With new wearable technology emerging from the sports industry, there are many manufacturers claiming to be NOCSAE compliant or to have the ability to prevent concussions. Appalled at these dangerous claims, NOCSAE released a statement warning athletes and parents about equipment claims.
"Parents, athletes and coaches are becoming more informed about concussions, and this increased awareness is vitally important to advancing athlete safety. But it also creates a demand for quick solutions. Unfortunately there are quick solutions offered for sale which have neither scientific nor medical support that validate their claims to prevent or reduce concussions," said Mike Oliver, NOCSAE executive director.
"Any device or supplement promoted as being able to prevent, diagnose or cure a concussion must be supported by scientific data and peer-reviewed research. Currently there is no definitive scientific research linking mouth guards, head bands, supplements or other specialty products to a reduction in concussion risk or severity.

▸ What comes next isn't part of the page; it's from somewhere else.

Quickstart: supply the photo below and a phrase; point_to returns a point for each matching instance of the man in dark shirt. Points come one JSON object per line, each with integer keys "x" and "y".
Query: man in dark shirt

For companies to suggest otherwise misleads athletes, parents and coaches into a dangerous false sense of protection against concussion. NOCSAE warns athletes and parents of athletes to get the facts about sports equipment and concussion protection and not rely solely on marketing and promotional materials when making equipment decisions," he adds.
In reality, it's impossible to put mouthguards through the same standardized tests that NOCSAE requires for other sports equipment. Several years ago, the Department of Defense (DoD) tasked SISU's science team to investigate if there was a mouth guard out there that could protect soldiers from concussions. Attempting to use the NOSCASE testing equipment, we found that existing NOCSAE testing equipment is too unsophisticated to result in any conclusive data findings.
Simply put, it is currently impossible to test mouthguards for any type of compliance.
At SISU, we pride ourselves in having factual data and research to back all claims for our product. For the safety of our customers, it would be unethical of us to claim that mouthguards protect you from concussions when the conclusive evidence isn't there to support that. It would also be immoral for us to claim that our mouth guards are NOCSAE compliant, when such testing does not even exist.
So, NO we are NOT NOCSAE compliant, but if you are wearing a guard that claims to be so, please read the small print.